D’autant qu’après tout l’infini de l’hôtel Aleph, que l’on appelle infini dénombrable, contient tout de même une quantité proprement incroyable de choses. Que l’hôtel puisse toujours accueillir un client de plus ne paraît pas très surprenant : sinon on ne parlerait pas d’infini. Il est déjà plus étrange de constater qu’il y a exactement autant de nombres pairs que de nombres entiers – c’est ce qui permet à Hilbert de libérer d’un coup une infinité de chambres. Mais soit : dans la mesure où ces nombres entiers sont bien isolés, chacun séparé de ses voisins par une invariable et ferme distance de 1, on peut se dire qu’ils restent relativement discrets dans leur infinitude ; ils font bien ce qu’ils veulent mais ils le font entre eux, finalement.
Ce qui est bien plus troublant, en tout cas pour votre serviteur, c’est que, puisqu’on peut libérer une chambre par couple de nombres entiers, il y a aussi autant de fractions que de nombres entiers ; l’ensemble des fractions, que l’on appelle aussi nombres rationnels, est dénombrable.

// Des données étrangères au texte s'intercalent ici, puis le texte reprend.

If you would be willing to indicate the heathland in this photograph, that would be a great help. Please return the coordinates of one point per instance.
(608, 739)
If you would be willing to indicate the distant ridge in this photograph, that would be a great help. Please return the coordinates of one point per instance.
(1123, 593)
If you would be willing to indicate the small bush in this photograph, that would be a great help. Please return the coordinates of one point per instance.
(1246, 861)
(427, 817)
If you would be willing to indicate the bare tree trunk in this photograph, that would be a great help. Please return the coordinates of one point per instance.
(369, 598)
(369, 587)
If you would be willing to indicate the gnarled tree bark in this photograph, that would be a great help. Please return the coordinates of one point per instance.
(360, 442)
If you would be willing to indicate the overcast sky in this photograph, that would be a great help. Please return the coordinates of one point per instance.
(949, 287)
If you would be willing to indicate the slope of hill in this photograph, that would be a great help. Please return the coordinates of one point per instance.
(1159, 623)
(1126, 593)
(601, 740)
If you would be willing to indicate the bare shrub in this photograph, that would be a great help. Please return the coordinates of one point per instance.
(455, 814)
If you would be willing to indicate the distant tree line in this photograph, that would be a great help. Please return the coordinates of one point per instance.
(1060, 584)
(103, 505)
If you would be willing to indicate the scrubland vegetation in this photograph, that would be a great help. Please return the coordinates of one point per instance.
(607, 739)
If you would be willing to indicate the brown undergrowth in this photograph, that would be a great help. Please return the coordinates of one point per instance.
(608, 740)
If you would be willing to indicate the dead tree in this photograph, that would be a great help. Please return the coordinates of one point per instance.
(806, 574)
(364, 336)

Or des fractions, il y en a vraiment beaucoup ! Et contrairement aux entiers, aucun vide ne semble les séparer. Rien que dans l’espace entre, mettons, 1 et 2, on en case une infinité. En fait, entre deux fractions aussi proches soient-elles, comme 1/484563 et 2/484563, on trouvera une infinité d’autres fractions. Ça fait du monde ! Fini le splendide isolement, l’entre-soi des premières classes : on est en pleine promiscuité. Pourtant, aucun problème pour l’hôtel Aleph (même si les clients les plus anciens tordent un peu le nez, paraît-il, à l’idée de dormir dans une chambre fractionnaire ; certains trouvent que ça fait nouveau riche).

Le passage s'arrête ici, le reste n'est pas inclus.